Dad will have his last doctor appointment next week.  Whether he gets a clean bill of health or not, I’m kicking him out.  After two months of putting up with Angry Senior Citizen, I’m looking forward to getting my own place back.  He’ll be happy to get his own place back in Sacramento where all the over-the-air TV channels are in English and his neighbors are white as slice bread.  (He’s not racist, just stuck in the 1950s.)  I’m treating his departure the same way I treated the departure of the bedbugs a few summers ago: renting a rug shampooer to clean the carpets, putting my dedicated office space back together, and cleaning the apartment from top to bottom.
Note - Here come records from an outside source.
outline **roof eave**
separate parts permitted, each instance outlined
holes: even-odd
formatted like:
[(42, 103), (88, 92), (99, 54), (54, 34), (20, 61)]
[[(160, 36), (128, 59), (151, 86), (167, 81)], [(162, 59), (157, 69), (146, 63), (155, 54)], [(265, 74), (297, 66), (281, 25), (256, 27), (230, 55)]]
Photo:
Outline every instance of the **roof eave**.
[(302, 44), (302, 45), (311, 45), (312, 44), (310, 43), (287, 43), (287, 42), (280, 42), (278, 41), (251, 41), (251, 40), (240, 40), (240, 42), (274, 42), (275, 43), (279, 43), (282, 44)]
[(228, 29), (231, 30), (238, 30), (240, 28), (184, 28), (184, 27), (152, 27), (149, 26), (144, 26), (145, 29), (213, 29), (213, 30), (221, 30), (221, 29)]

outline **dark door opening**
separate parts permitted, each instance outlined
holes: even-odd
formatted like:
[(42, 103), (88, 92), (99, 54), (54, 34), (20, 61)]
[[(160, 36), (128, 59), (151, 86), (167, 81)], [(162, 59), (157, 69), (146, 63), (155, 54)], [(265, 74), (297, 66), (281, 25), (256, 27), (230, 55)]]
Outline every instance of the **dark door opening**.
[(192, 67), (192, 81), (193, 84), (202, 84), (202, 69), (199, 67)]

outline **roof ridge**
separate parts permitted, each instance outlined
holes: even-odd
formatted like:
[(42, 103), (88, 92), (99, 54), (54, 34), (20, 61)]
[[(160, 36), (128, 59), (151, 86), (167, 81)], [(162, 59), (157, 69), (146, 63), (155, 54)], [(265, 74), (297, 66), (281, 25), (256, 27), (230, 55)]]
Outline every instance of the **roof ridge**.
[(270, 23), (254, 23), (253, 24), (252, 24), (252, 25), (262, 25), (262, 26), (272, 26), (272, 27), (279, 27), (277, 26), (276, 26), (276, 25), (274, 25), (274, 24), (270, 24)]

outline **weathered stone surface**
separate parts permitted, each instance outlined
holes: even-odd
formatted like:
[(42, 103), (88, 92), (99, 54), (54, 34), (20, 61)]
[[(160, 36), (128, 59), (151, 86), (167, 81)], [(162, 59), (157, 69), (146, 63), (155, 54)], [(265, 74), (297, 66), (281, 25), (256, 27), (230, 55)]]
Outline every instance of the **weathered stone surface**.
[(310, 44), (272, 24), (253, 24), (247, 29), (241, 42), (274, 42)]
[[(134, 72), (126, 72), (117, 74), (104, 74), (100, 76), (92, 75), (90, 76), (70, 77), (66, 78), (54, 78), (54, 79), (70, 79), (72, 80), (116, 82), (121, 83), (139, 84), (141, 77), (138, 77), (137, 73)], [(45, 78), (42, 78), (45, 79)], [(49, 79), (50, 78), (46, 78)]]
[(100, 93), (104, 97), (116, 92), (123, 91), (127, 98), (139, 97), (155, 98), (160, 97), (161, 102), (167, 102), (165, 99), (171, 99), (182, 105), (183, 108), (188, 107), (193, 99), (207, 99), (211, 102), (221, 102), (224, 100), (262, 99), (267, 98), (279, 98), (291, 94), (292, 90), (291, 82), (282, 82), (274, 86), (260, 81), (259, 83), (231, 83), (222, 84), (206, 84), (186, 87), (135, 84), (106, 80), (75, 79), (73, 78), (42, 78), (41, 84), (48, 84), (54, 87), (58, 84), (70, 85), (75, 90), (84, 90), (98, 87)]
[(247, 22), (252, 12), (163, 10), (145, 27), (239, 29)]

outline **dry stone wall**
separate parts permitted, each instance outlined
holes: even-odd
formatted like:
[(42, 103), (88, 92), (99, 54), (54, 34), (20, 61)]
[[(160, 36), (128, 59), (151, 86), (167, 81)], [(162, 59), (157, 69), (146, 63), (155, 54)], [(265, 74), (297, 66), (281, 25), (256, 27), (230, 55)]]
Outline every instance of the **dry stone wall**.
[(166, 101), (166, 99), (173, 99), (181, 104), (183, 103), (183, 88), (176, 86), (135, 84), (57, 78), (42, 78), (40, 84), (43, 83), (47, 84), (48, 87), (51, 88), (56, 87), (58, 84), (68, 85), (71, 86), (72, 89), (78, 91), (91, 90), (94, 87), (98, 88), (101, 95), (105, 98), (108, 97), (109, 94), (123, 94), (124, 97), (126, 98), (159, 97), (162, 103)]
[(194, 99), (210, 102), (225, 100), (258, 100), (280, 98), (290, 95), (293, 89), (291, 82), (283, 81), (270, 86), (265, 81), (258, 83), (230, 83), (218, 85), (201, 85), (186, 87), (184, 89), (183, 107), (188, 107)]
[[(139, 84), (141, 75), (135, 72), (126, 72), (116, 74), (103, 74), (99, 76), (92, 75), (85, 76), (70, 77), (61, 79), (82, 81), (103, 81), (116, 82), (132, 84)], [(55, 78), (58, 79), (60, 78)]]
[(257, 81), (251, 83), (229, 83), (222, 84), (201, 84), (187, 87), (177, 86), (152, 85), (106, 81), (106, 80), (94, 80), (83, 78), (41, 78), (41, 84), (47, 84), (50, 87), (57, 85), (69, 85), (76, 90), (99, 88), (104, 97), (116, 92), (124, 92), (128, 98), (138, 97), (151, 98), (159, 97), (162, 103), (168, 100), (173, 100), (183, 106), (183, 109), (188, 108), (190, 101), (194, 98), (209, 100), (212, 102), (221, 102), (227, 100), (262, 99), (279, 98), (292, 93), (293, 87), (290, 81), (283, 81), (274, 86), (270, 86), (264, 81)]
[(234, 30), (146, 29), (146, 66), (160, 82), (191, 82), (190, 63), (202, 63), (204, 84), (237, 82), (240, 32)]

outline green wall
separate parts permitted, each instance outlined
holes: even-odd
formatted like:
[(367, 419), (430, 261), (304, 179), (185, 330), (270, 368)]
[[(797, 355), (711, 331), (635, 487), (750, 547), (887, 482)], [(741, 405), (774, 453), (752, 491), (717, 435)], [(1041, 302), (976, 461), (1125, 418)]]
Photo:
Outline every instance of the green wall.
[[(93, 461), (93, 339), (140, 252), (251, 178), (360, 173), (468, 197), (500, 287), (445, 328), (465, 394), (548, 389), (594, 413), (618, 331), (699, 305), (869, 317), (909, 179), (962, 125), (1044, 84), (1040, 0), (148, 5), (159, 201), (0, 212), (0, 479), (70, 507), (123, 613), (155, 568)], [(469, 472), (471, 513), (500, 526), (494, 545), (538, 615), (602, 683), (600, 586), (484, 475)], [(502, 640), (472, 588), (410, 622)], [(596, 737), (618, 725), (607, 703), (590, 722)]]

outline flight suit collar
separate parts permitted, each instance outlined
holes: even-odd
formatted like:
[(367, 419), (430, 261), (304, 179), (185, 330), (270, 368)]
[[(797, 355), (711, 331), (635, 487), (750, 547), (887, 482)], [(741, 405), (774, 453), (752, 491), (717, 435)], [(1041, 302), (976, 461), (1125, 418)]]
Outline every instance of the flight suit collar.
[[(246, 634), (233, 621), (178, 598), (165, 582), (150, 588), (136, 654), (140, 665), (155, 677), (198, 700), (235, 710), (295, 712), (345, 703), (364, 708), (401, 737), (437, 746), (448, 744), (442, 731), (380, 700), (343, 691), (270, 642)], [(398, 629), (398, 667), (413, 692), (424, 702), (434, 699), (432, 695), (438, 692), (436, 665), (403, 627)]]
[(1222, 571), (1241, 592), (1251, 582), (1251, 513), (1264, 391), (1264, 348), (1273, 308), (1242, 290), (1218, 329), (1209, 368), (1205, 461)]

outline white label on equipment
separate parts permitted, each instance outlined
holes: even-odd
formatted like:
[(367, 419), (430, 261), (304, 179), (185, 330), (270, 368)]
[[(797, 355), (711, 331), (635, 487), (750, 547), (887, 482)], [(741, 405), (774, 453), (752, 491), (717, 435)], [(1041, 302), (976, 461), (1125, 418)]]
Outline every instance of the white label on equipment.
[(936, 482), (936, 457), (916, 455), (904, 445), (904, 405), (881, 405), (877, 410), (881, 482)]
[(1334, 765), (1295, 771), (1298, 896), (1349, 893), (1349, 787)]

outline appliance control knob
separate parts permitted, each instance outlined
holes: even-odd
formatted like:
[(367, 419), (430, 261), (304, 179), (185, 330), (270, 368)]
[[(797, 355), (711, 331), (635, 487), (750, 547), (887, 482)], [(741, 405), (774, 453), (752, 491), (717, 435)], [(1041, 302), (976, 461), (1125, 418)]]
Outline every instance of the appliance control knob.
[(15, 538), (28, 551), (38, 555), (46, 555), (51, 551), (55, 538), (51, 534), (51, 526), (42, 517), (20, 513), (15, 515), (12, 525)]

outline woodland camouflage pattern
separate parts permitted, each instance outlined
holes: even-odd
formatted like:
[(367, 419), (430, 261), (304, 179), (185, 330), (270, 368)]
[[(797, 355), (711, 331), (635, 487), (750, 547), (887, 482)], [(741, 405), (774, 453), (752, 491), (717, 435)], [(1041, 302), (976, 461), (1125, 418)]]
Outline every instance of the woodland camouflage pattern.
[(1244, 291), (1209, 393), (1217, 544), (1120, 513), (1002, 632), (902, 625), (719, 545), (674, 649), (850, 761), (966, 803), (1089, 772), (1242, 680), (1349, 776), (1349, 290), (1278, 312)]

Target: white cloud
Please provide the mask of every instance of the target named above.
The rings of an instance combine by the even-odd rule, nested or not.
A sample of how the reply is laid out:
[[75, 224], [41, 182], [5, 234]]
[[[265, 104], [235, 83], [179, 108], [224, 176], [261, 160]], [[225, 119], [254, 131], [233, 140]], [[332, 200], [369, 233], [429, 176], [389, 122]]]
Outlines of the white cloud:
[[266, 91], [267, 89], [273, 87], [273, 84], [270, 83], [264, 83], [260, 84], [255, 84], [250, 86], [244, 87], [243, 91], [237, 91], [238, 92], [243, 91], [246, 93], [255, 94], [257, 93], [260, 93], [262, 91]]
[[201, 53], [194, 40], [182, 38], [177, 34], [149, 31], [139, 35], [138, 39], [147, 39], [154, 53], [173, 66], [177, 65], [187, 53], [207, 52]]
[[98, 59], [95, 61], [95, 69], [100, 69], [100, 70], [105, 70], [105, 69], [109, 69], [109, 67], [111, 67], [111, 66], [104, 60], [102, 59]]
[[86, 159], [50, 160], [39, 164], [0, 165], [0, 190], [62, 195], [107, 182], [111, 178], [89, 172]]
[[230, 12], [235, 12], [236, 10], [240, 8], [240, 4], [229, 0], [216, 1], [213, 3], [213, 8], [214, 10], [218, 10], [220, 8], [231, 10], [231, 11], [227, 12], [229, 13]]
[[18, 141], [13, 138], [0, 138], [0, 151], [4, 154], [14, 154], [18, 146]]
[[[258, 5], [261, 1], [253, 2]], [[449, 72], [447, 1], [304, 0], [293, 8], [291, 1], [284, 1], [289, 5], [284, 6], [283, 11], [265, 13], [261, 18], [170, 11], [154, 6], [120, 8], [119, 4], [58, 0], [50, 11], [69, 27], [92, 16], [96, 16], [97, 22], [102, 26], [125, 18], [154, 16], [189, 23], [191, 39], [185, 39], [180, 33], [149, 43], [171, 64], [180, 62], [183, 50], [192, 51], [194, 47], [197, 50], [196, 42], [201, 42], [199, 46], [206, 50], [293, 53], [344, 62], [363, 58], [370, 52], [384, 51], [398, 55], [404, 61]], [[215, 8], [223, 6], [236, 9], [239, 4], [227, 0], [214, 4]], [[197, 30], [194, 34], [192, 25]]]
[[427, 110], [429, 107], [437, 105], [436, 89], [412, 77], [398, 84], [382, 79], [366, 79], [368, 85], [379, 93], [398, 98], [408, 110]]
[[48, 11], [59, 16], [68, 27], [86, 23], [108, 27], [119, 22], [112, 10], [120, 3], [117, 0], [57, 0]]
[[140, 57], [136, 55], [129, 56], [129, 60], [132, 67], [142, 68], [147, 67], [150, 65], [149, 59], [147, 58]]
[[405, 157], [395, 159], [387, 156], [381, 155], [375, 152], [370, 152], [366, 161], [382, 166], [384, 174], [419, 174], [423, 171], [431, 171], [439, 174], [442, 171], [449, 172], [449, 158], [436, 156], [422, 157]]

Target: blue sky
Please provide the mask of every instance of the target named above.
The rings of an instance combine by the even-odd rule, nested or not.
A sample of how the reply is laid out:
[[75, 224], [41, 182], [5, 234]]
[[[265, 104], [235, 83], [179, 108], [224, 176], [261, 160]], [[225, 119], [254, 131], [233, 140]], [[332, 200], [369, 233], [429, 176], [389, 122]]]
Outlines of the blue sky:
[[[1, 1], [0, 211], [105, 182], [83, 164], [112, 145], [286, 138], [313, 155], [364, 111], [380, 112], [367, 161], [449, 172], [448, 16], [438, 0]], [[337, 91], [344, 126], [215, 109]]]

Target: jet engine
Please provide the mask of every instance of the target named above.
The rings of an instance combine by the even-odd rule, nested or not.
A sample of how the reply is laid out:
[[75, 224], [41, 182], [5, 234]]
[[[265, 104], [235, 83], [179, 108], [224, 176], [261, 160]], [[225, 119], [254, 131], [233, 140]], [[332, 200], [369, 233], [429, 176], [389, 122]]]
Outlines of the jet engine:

I’ll be driving up to Sacramento every week or two to visit him and make sure he’s doing fine now that I know how to get to his trailer park and have the endurance to put up with the long drives.

Fortunately, my car doesn’t come with a backseat driver in the passenger seat.


The Tax Man Cometh

For the first time in ten years, I was filing my own federal tax return on paper.  I entered all the numbers into TurboTax and then figured out where to put all the numbers on the paper form.  I owed the federal government $452 in taxes on my unemployment benefits.  I wasn’t going to pay $150 to file through TurboTax.  My tax situation is somewhat complicated by the business side of being a writer.  If I didn’t have that, I would’ve followed the same steps that I did with Dad’s tax returns.  Fortunately, state owed me $338.  With Dad helping out with half the rent and covering my newest car repair bill for a replacement ignition switch and battery, I was able to pay off the tax.  I filed my state return for free using CalFile.

Doing my own taxes made me appreciate the small business angle that I haven’t considered before.  I’ve been writing in red for the last five years from buying all those red pens to revise my work.  I haven’t started making money until now and I’m hoping to break even this year.  After struggling to fill out my own tax return, I took some steps to avoid repeating this awful annual ritual.

First, breaking down the numbers on a quarterly basis.  Shoving all the receipts into an envelope all year long is the easy part.  Figuring out how to break down the numbers at tax time is very time consuming.  Doing that every three months will make putting the final numbers together a snap.  I also did my first profit and loss statement.  I haven’t done one of those since I took business courses in college.  I’m updating that every two weeks to keep tabs on my income and expenses.  Ideally, income goes up and expenses come down.

Second, I started filing estimated taxes for both federal and state.  Technically, I’m not required to do so.  This is a preventive measure on my part to avoid not paying enough tax when I file my return next year.  If you start making some serious money as a writer, you want your tax bill to be current at all times.  Since I’ve shown a loss on tax returns for five years with little income, I need to prove that I’m running a business.  Only an honest small business would fork over money to the tax man.

Third, if I do reach the break even point and make more than $400 in profits, I will have to pay a 15% self-employment tax.  At first, that made me mad.  Looking into this deeper, this is half of what I would be paying in a regular job plus the employer contribution.  This amount is then reduced in half as a personal deduction.  Doesn’t make much sense but that’s how the tax law works.

I’m hoping that this year will be very profitable indeed—even if I do have to pay more in taxes.